Cumhurbaşkanı döviz kurlarındaki hareketlilik için "Kur dediğin bugün artar yarın düşer" ifadelerini kullandı.

ERZURUM AJANS - Cumhurbaşkanı Erdoğan ve AK Parti Genel Başkanı Recep Tayyip Erdoğan, partisinin TBMM Grup Toplantısı'nda konuştu.

 

AK Parti grup toplantısında konuşan Cumhurbaşkanı Erdoğan, "Yüksek faize karşı olduğumu cümle alem bilir" diyen Erdoğan, bu yoldan geri dönmeyeceklerini söyledi. 

 

"YÜKSEK FAİZ İLE BU KADAR BÜYÜYEMEZDİK"

 

Dün 2021'in üçüncü çeyrek büyümesi yüzde 7,4 olarak açıklandı. Bu oranla G-20 içinde ilk sırada yer alıyoruz.
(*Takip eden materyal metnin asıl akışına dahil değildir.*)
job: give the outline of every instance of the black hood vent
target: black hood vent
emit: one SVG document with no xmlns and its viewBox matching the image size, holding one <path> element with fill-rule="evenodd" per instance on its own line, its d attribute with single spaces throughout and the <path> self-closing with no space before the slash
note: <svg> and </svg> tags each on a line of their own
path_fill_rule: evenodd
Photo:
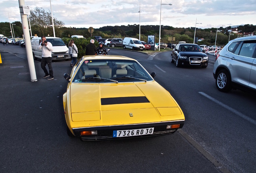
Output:
<svg viewBox="0 0 256 173">
<path fill-rule="evenodd" d="M 102 98 L 101 105 L 149 103 L 145 96 Z"/>
</svg>

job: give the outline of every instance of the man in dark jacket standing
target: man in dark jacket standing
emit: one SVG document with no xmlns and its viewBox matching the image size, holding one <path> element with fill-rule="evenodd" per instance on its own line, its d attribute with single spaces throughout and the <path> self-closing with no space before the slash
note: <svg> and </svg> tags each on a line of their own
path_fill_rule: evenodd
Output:
<svg viewBox="0 0 256 173">
<path fill-rule="evenodd" d="M 85 55 L 95 55 L 95 52 L 97 51 L 97 48 L 94 44 L 94 40 L 91 39 L 90 43 L 86 46 Z"/>
</svg>

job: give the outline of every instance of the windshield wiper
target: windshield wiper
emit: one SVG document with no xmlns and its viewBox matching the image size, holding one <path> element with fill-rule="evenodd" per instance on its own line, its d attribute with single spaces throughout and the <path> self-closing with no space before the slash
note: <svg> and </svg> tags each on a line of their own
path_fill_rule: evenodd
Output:
<svg viewBox="0 0 256 173">
<path fill-rule="evenodd" d="M 117 80 L 114 80 L 112 79 L 109 79 L 107 78 L 101 78 L 99 77 L 88 77 L 84 79 L 78 79 L 78 80 L 83 81 L 83 80 L 90 80 L 90 79 L 107 80 L 110 80 L 111 81 L 116 82 L 116 83 L 118 83 L 118 82 Z"/>
<path fill-rule="evenodd" d="M 145 81 L 145 82 L 147 82 L 147 80 L 146 79 L 141 79 L 139 78 L 135 78 L 134 77 L 132 77 L 129 76 L 123 76 L 122 77 L 118 77 L 115 78 L 114 78 L 118 79 L 122 79 L 122 78 L 133 78 L 135 79 L 138 79 L 140 80 Z"/>
</svg>

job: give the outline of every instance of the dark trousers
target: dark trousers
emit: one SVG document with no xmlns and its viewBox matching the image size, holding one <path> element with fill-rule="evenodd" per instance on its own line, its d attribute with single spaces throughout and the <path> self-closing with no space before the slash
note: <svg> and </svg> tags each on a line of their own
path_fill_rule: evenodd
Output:
<svg viewBox="0 0 256 173">
<path fill-rule="evenodd" d="M 53 77 L 53 70 L 52 70 L 52 60 L 51 57 L 42 57 L 42 60 L 41 60 L 41 68 L 44 72 L 45 75 L 50 75 L 50 77 Z M 46 69 L 45 66 L 46 64 L 48 65 L 48 68 L 49 68 L 49 72 L 48 70 Z"/>
<path fill-rule="evenodd" d="M 71 58 L 72 59 L 72 60 L 71 60 L 71 64 L 72 64 L 73 66 L 74 66 L 76 64 L 76 60 L 77 60 L 77 58 L 73 57 L 73 56 L 72 56 L 72 54 L 70 54 L 70 56 L 71 57 Z"/>
</svg>

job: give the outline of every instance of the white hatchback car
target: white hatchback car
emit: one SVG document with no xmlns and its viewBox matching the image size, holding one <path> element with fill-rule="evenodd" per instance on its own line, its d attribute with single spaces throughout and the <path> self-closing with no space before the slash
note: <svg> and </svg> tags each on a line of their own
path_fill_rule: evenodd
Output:
<svg viewBox="0 0 256 173">
<path fill-rule="evenodd" d="M 218 89 L 232 89 L 256 91 L 256 36 L 240 37 L 230 41 L 220 51 L 213 66 Z"/>
</svg>

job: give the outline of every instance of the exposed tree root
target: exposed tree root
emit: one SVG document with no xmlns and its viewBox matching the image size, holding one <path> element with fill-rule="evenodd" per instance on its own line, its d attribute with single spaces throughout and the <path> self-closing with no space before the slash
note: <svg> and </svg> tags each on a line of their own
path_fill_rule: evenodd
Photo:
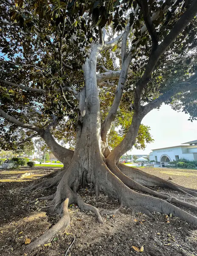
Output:
<svg viewBox="0 0 197 256">
<path fill-rule="evenodd" d="M 152 212 L 160 212 L 168 215 L 172 213 L 187 222 L 197 225 L 196 217 L 170 203 L 181 205 L 196 211 L 197 207 L 186 202 L 180 201 L 174 197 L 169 197 L 169 195 L 160 194 L 146 187 L 136 180 L 133 180 L 131 177 L 128 177 L 125 174 L 122 172 L 116 164 L 112 161 L 110 161 L 110 159 L 107 160 L 106 163 L 108 166 L 102 159 L 95 161 L 96 168 L 95 168 L 93 172 L 92 173 L 91 176 L 93 179 L 92 182 L 93 182 L 95 184 L 95 193 L 98 195 L 99 191 L 102 191 L 109 196 L 118 199 L 120 203 L 120 207 L 119 208 L 115 210 L 104 210 L 102 212 L 103 214 L 114 214 L 118 212 L 122 206 L 127 206 L 131 208 L 133 214 L 141 212 L 152 218 L 155 218 L 154 215 L 152 213 Z M 48 186 L 51 186 L 54 184 L 55 180 L 57 180 L 57 177 L 59 179 L 61 177 L 61 182 L 59 181 L 56 193 L 50 196 L 42 197 L 40 198 L 40 199 L 52 199 L 47 207 L 50 207 L 52 211 L 57 211 L 59 213 L 63 212 L 63 215 L 56 224 L 35 241 L 30 244 L 27 247 L 28 249 L 32 250 L 37 246 L 47 243 L 57 233 L 68 227 L 70 222 L 68 209 L 68 202 L 69 204 L 76 203 L 82 211 L 87 210 L 93 212 L 96 216 L 98 221 L 99 223 L 103 223 L 98 209 L 93 206 L 86 204 L 80 195 L 75 192 L 79 187 L 79 184 L 82 183 L 82 180 L 86 180 L 84 178 L 83 179 L 83 177 L 85 177 L 85 175 L 87 178 L 86 175 L 89 175 L 89 174 L 87 173 L 87 170 L 83 172 L 83 170 L 84 168 L 82 165 L 78 165 L 77 168 L 76 166 L 74 168 L 73 166 L 73 164 L 72 166 L 70 165 L 66 172 L 62 172 L 61 175 L 59 174 L 54 177 L 50 178 L 49 179 L 49 181 L 47 181 Z M 63 174 L 63 175 L 62 173 Z M 133 176 L 136 177 L 135 172 L 132 172 L 132 174 Z M 153 177 L 155 177 L 154 176 Z M 152 180 L 153 178 L 151 177 Z M 144 178 L 143 177 L 143 179 Z M 139 179 L 138 178 L 138 180 L 137 178 L 137 180 L 139 180 Z M 50 182 L 51 183 L 50 185 Z M 153 183 L 152 181 L 151 182 L 152 184 Z M 150 182 L 149 185 L 149 183 Z M 40 185 L 40 183 L 39 184 Z M 179 191 L 182 191 L 182 189 L 178 186 L 172 183 L 171 184 L 174 189 L 178 188 L 180 189 Z M 155 196 L 136 192 L 130 188 L 150 194 Z M 183 191 L 184 193 L 187 193 Z M 157 197 L 155 197 L 155 196 Z M 62 203 L 65 198 L 66 198 L 66 199 Z M 192 197 L 191 198 L 194 198 Z M 168 202 L 163 199 L 165 199 Z"/>
<path fill-rule="evenodd" d="M 62 230 L 63 229 L 65 229 L 68 227 L 70 222 L 68 209 L 68 202 L 69 199 L 68 198 L 66 198 L 64 202 L 63 216 L 59 221 L 36 240 L 28 244 L 26 247 L 26 249 L 31 250 L 36 248 L 36 247 L 47 243 L 49 241 L 51 241 L 56 234 Z"/>
<path fill-rule="evenodd" d="M 52 177 L 46 180 L 42 180 L 37 184 L 32 184 L 23 188 L 24 191 L 26 192 L 29 192 L 31 190 L 42 189 L 47 189 L 48 188 L 57 186 L 60 181 L 62 178 L 65 173 L 65 170 L 57 171 L 53 172 Z M 46 177 L 47 175 L 45 176 Z M 50 177 L 49 176 L 48 176 Z M 43 178 L 43 177 L 42 177 Z"/>
<path fill-rule="evenodd" d="M 191 196 L 197 197 L 197 192 L 195 189 L 188 189 L 176 185 L 169 180 L 166 180 L 139 169 L 127 166 L 121 163 L 118 163 L 118 167 L 124 174 L 141 185 L 148 186 L 159 186 L 180 191 L 183 194 L 189 195 Z"/>
<path fill-rule="evenodd" d="M 115 209 L 114 210 L 106 210 L 103 209 L 101 211 L 101 214 L 102 215 L 107 215 L 108 214 L 115 214 L 117 213 L 119 211 L 120 209 L 123 207 L 123 204 L 122 204 L 120 205 L 120 207 L 117 209 Z"/>
<path fill-rule="evenodd" d="M 41 197 L 39 198 L 38 199 L 39 200 L 50 200 L 53 199 L 55 197 L 55 193 L 54 194 L 53 194 L 52 195 L 50 195 L 42 196 Z"/>
<path fill-rule="evenodd" d="M 103 223 L 103 221 L 102 219 L 102 217 L 100 214 L 99 212 L 98 209 L 93 206 L 86 204 L 81 197 L 80 195 L 79 194 L 76 194 L 76 203 L 82 211 L 84 210 L 87 210 L 91 211 L 95 213 L 96 218 L 97 218 L 98 222 L 99 223 Z"/>
<path fill-rule="evenodd" d="M 163 199 L 166 199 L 169 202 L 179 204 L 180 205 L 182 205 L 185 207 L 191 209 L 192 209 L 197 210 L 197 207 L 195 205 L 186 203 L 180 201 L 180 200 L 170 196 L 168 195 L 165 195 L 165 193 L 158 193 L 149 188 L 147 188 L 144 186 L 139 184 L 138 182 L 135 181 L 129 177 L 126 176 L 123 172 L 121 172 L 118 169 L 115 164 L 113 162 L 111 162 L 110 161 L 107 161 L 107 165 L 109 167 L 111 171 L 115 174 L 117 177 L 118 177 L 123 182 L 128 186 L 130 189 L 132 189 L 137 190 L 138 191 L 141 191 L 145 193 L 147 193 L 152 195 L 154 195 L 160 198 Z"/>
<path fill-rule="evenodd" d="M 188 222 L 197 225 L 197 218 L 178 207 L 160 198 L 139 193 L 132 190 L 126 186 L 109 169 L 105 171 L 107 183 L 115 188 L 119 201 L 135 212 L 141 212 L 150 216 L 151 212 L 159 212 L 162 213 L 176 216 Z M 109 191 L 106 183 L 102 184 L 103 191 Z M 100 186 L 102 187 L 101 186 Z"/>
</svg>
Bu yıl elde ettiğimiz büyümenin büyük bir bölümü ihracat kaynaklıdır. Ülkemizin ihracatı sadece rakam olarak değil yapısal olarak da güçlü bir konuma yükseliyor. 2021 yılını inşallah çift haneli rakamla kapatacağız. Yüksek faizle devam etseydik bu büyüme rakamlarını göremeyecektik.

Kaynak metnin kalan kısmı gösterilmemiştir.